Dalam sistem ini, ujaran keagamaan menjadi bagian dari algoritma pasar: harus pendek, berdaya kejut, dan mudah dipahami dalam satu guliran jempol. Dan dalam pasar semacam ini, bahasa sastra sufi kalah telak.

Mengapa kita kehilangan kehalusan?

Ada beberapa alasan. Pertama, pendidikan Islam kita lebih menekankan aspek fikih dan hukum, dan mengabaikan dimensi estetika dan kebatinan. Siswa belajar hafalan, hukum, dan debat, tapi jarang diajak merenung lewat puisi atau kisah-kisah sufistik.

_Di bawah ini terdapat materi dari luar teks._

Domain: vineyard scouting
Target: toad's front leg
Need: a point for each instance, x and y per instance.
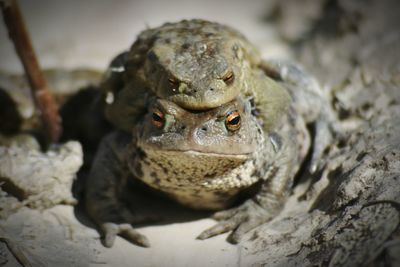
(103, 191)
(264, 206)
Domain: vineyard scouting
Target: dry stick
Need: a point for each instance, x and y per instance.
(43, 98)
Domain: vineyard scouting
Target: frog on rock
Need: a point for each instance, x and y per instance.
(202, 118)
(202, 160)
(196, 64)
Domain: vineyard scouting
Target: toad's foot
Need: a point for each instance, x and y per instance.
(119, 222)
(240, 220)
(110, 230)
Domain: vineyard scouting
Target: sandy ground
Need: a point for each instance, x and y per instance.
(72, 34)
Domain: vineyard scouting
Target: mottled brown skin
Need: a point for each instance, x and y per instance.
(197, 160)
(180, 63)
(196, 64)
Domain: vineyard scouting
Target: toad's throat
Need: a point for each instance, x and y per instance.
(195, 179)
(190, 165)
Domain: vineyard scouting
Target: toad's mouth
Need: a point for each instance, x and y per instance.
(187, 165)
(193, 153)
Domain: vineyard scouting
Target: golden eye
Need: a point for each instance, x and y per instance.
(232, 121)
(173, 81)
(229, 77)
(158, 119)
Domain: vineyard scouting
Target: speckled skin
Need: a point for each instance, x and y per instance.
(204, 169)
(188, 63)
(199, 163)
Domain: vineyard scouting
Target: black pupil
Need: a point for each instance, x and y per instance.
(235, 120)
(157, 117)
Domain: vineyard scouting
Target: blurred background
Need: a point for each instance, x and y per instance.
(70, 34)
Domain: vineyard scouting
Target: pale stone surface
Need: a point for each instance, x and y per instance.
(346, 217)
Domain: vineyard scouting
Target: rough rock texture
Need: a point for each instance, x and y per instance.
(353, 209)
(347, 215)
(29, 177)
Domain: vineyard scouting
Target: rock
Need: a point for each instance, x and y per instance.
(36, 179)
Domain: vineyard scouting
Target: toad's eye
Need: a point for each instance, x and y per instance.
(158, 119)
(173, 81)
(229, 77)
(232, 121)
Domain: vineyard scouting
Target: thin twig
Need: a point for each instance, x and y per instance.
(39, 87)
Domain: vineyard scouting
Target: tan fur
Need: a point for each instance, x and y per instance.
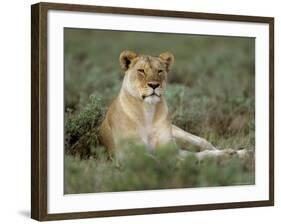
(134, 114)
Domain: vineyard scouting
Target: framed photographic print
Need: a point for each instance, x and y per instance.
(138, 111)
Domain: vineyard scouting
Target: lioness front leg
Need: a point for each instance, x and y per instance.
(189, 141)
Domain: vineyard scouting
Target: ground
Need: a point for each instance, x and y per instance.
(211, 93)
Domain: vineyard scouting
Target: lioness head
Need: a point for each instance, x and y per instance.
(146, 76)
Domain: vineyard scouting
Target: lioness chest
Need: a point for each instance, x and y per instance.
(153, 130)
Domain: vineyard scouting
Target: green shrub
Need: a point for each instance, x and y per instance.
(81, 128)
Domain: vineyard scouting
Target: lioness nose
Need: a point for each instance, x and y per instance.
(153, 85)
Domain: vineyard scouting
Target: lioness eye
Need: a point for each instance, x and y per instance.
(140, 70)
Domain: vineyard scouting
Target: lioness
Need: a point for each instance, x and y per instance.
(140, 111)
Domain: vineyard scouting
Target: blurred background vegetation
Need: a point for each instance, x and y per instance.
(211, 93)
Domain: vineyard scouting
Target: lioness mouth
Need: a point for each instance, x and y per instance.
(152, 94)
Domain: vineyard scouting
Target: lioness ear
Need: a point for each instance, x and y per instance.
(168, 59)
(126, 58)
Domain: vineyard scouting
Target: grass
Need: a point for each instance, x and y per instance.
(211, 93)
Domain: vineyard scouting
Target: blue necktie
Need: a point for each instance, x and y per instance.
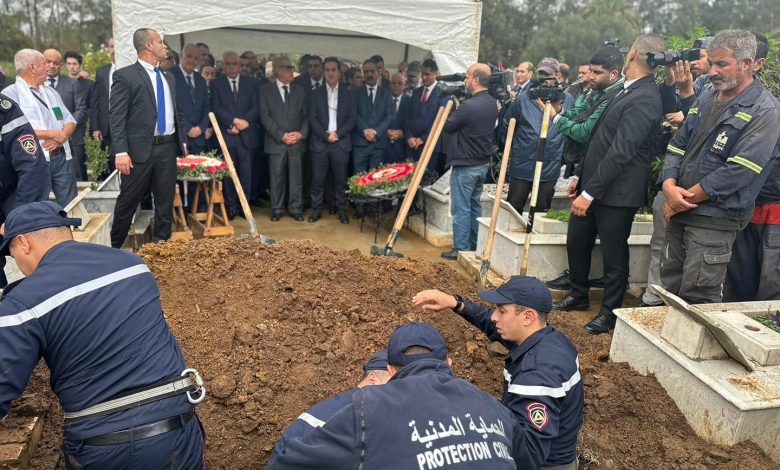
(160, 103)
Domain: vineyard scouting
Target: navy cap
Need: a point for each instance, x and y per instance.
(522, 290)
(415, 334)
(377, 362)
(34, 216)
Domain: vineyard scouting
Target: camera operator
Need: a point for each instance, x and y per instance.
(526, 142)
(612, 185)
(469, 148)
(714, 168)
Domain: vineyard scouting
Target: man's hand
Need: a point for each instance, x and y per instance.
(675, 196)
(194, 132)
(571, 190)
(580, 206)
(124, 164)
(434, 300)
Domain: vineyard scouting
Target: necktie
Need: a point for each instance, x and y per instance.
(160, 103)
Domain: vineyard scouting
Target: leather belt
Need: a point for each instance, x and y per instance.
(164, 139)
(141, 432)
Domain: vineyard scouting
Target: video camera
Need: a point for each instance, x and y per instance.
(500, 84)
(546, 89)
(666, 58)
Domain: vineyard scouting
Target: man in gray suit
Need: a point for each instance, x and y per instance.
(74, 99)
(284, 113)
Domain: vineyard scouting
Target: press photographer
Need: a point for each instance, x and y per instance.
(469, 148)
(544, 87)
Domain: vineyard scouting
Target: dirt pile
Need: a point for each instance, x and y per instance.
(274, 329)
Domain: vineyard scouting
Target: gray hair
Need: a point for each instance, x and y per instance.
(142, 37)
(26, 57)
(741, 43)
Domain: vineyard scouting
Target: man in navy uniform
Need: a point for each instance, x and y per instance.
(93, 313)
(543, 387)
(422, 418)
(374, 373)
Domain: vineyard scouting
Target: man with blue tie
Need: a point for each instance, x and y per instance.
(396, 149)
(192, 98)
(235, 101)
(144, 126)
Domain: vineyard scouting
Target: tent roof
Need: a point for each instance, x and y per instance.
(449, 29)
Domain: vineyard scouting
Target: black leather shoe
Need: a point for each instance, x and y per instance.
(561, 282)
(601, 323)
(315, 216)
(451, 255)
(571, 303)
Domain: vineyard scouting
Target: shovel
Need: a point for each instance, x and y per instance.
(430, 145)
(253, 233)
(535, 188)
(497, 203)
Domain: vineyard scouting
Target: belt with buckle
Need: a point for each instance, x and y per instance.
(164, 139)
(141, 432)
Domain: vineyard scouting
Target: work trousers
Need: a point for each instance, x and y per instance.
(612, 225)
(286, 167)
(694, 260)
(656, 245)
(157, 174)
(336, 160)
(754, 270)
(181, 449)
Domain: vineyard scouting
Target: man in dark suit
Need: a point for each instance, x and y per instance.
(396, 148)
(284, 113)
(73, 61)
(424, 105)
(374, 115)
(611, 184)
(145, 131)
(234, 99)
(332, 118)
(192, 99)
(99, 101)
(74, 99)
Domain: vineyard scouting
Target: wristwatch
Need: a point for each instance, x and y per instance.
(458, 305)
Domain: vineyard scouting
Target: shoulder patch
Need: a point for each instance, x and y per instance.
(29, 144)
(537, 415)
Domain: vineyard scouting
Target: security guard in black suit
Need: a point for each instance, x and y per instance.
(24, 174)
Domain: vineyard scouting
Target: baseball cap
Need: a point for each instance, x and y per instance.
(34, 216)
(377, 362)
(415, 334)
(549, 65)
(522, 290)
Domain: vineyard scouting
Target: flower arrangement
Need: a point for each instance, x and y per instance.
(201, 166)
(386, 179)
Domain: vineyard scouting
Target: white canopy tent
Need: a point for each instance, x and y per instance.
(399, 30)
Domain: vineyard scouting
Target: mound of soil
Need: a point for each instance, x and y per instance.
(276, 328)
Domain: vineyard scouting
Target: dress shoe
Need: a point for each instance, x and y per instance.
(561, 282)
(601, 323)
(571, 303)
(451, 255)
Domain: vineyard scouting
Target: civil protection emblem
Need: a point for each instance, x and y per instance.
(28, 143)
(537, 415)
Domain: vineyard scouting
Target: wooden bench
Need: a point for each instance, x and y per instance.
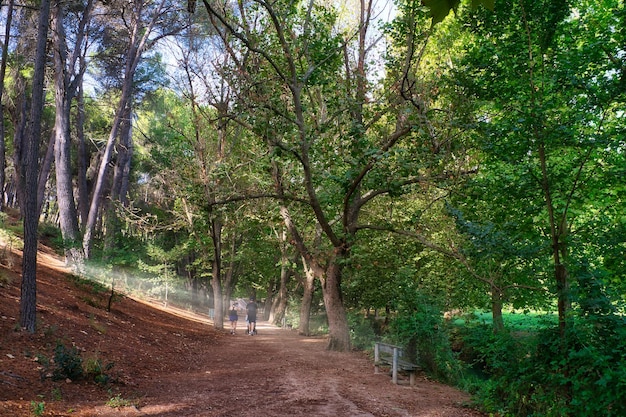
(393, 357)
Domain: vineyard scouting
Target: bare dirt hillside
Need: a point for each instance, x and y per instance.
(156, 362)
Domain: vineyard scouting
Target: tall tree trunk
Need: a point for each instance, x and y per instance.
(81, 159)
(307, 299)
(44, 172)
(216, 274)
(65, 91)
(339, 332)
(280, 305)
(3, 68)
(122, 164)
(28, 300)
(496, 309)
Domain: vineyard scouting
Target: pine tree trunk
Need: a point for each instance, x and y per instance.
(28, 300)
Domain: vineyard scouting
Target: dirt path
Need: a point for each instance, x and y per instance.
(175, 364)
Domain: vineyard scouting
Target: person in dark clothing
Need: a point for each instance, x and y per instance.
(251, 310)
(233, 317)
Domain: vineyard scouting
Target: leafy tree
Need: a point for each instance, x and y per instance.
(28, 299)
(547, 125)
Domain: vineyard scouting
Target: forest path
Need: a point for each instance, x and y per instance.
(169, 362)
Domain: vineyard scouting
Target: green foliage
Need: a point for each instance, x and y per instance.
(362, 330)
(97, 371)
(545, 374)
(118, 401)
(37, 408)
(421, 328)
(67, 363)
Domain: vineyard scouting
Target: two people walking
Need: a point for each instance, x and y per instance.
(233, 316)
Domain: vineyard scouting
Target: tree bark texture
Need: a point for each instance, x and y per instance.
(28, 300)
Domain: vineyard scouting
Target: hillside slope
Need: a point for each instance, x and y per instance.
(156, 362)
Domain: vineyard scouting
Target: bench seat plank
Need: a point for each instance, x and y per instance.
(393, 356)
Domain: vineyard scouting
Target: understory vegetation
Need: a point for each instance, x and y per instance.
(365, 171)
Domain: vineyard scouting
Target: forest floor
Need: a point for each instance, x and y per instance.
(169, 362)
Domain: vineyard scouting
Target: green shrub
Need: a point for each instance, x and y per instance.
(362, 334)
(67, 363)
(97, 371)
(580, 373)
(420, 327)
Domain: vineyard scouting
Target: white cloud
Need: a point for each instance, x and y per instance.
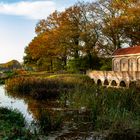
(32, 9)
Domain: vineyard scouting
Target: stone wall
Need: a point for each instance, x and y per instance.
(126, 63)
(114, 78)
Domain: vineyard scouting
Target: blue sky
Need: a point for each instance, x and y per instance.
(17, 23)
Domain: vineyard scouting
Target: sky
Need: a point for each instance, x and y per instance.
(18, 19)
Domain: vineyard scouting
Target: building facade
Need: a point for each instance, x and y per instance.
(125, 69)
(126, 59)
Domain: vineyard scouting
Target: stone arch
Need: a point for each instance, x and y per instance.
(124, 64)
(99, 82)
(93, 81)
(132, 84)
(113, 83)
(116, 64)
(132, 64)
(138, 63)
(122, 84)
(106, 82)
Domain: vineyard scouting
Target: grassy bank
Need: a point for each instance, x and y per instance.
(12, 126)
(116, 111)
(45, 88)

Kedua, ruang publik hari ini mengutamakan kecepatan dan efisiensi komunikasi. Bahasa puisi dianggap lamban, tidak efektif, dan tidak langsung. Dalam dunia yang dilanda krisis ekonomi, identitas, dan makna, orang lebih suka solusi cepat dan jelas. Maka ujaran agama yang memberikan perintah siap pakai terasa lebih menenangkan.

Ketiga, munculnya kelas menengah muslim yang ingin menunjukkan identitas agama mereka secara tegas dan publik. Mereka mencari kepastian, bukan ambiguitas. Dan sastra sufi, dengan seluruh kabut metaforanya, tidak menawarkan kepastian.

Apa yang Bisa Kita Lakukan?

Pertanyaannya bukan memilih sastra sufi atau ujaran agama. Tapi apakah kita masih bisa menciptakan ruang di mana keduanya bisa hidup berdampingan?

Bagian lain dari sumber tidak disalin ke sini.